Amaru membereskan kopernya mengucapkan selamat tinggal padaku dan menyerahkan buku berjudul Bumi Manusia kepadaku “aku sudah beres membacanya, saatnya aku kembalikan” tuturnya. Dia mencium keningku dan pergi, bahkan bayanganya tidak mengikutinya dibelakang. Amaru bagai lenyap di balik pintu kamar hotel itu.
Aku ingat betapa kagetnya aku saat itu. Saat aku memegang buku itu dan aku pastikan jawaban teka teki itu dengan membuka halaman pertamanya, tertera nama dan tanda tangan seseorang pemilik buku, Ramadi Prabowo, ayahku yang meninggal 1,5 tahun lalu saat menyetir dalam perjalanannya menuju Jakarta.

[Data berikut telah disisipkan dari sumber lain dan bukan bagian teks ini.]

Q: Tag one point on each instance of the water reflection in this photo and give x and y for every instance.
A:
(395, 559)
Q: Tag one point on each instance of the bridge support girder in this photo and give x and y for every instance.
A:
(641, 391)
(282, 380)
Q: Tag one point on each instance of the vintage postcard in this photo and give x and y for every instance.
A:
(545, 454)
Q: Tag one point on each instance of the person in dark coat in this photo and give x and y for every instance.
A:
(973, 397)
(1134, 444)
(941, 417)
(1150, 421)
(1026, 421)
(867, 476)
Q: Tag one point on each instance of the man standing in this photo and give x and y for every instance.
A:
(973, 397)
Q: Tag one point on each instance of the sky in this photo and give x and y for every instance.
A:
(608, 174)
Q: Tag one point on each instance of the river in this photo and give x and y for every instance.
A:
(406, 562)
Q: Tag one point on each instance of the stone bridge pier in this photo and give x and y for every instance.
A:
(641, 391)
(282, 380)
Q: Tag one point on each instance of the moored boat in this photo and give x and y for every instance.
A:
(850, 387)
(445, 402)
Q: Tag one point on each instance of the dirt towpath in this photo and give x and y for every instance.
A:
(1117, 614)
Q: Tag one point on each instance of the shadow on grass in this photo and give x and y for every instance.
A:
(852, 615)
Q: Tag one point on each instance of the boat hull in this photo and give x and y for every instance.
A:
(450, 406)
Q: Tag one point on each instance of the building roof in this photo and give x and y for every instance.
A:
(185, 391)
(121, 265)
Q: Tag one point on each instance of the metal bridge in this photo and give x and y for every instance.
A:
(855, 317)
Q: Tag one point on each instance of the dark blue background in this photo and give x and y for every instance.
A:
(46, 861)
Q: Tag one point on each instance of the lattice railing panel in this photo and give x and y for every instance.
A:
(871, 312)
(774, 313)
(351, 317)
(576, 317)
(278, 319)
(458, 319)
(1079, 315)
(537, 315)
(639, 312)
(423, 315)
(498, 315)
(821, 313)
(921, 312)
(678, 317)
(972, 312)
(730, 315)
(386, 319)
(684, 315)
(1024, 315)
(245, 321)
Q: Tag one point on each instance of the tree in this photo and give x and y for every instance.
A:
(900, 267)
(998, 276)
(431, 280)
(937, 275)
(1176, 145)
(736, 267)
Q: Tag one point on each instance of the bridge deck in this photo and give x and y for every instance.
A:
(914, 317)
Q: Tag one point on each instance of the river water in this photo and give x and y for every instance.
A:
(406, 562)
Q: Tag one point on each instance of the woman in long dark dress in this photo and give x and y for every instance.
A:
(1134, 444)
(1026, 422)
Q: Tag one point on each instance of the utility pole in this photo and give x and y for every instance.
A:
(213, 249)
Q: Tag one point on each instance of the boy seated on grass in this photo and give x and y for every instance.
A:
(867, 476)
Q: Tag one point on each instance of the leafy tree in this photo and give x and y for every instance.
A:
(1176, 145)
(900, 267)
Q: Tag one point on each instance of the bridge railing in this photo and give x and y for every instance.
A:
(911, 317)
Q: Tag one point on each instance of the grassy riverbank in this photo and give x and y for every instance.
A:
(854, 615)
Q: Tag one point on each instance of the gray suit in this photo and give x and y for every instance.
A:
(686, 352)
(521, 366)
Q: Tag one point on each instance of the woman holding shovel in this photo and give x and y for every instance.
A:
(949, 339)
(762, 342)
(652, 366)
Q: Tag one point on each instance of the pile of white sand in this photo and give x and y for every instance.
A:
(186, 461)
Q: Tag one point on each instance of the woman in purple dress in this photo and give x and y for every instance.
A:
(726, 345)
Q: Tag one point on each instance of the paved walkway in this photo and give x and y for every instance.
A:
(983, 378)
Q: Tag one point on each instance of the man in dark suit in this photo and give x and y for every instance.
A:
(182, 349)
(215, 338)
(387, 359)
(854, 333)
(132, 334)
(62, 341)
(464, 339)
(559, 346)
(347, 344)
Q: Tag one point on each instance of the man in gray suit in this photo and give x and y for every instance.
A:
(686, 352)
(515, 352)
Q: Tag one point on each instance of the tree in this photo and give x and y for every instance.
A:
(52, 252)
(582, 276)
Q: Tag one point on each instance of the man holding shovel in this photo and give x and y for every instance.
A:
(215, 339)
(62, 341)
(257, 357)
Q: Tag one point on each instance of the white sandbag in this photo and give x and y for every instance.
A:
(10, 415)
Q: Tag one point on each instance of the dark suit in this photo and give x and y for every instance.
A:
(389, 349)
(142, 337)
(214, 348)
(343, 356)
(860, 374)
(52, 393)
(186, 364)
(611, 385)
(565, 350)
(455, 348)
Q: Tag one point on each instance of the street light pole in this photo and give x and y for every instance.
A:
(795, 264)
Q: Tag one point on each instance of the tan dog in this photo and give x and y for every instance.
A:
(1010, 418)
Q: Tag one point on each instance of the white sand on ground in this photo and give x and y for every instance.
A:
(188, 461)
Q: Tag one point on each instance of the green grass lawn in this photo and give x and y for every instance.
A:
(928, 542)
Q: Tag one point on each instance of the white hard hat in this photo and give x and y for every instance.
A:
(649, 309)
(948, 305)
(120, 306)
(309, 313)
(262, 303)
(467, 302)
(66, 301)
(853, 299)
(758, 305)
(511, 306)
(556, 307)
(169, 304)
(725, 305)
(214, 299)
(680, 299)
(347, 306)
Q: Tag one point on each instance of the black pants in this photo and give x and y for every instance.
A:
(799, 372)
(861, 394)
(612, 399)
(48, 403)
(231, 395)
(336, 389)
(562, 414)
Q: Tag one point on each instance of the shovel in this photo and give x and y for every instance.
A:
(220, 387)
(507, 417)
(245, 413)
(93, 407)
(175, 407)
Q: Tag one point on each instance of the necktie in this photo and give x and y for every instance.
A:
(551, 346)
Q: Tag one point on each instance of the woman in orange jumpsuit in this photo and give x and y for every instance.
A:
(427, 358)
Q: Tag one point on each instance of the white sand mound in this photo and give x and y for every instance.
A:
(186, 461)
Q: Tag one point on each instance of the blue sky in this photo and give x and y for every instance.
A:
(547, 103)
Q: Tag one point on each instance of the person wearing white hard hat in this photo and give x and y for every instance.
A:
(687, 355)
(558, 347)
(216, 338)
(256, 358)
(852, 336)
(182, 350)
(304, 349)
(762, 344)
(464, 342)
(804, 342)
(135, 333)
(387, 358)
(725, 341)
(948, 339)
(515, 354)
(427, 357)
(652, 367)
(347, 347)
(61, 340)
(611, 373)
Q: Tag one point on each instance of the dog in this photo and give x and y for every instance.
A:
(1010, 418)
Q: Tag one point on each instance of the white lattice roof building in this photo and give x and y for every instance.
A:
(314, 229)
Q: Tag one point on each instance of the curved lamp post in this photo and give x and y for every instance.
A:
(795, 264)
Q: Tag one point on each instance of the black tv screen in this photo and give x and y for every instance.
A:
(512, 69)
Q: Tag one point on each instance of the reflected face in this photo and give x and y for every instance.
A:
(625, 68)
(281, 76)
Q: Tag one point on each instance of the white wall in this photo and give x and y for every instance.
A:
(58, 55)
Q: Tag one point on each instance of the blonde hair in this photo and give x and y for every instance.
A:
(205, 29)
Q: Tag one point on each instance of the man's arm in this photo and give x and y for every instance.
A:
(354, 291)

Akhirnya kereta yang kunaiki ini keluar dari terowongan, aku membuka mataku dan menarik nafas panjang. Nampaknya kenangan akan Amaru setahun lalu masih hatam kuingat. Aku mengeluarkan kameraku mencari poto Amaru yang pernah aku potret saat itu. Terlihat seorang perempuan manis tanpa busana di dalam kamera. Aku menghapusnya dari kameraku dan mencoba melupakanya dari ingatanku. Biarlah cerita itu berlalu. Kereta ini membawaku pada cerita baru. Aku sedang dalam perjalanan ke Bandung menemui calon istriku.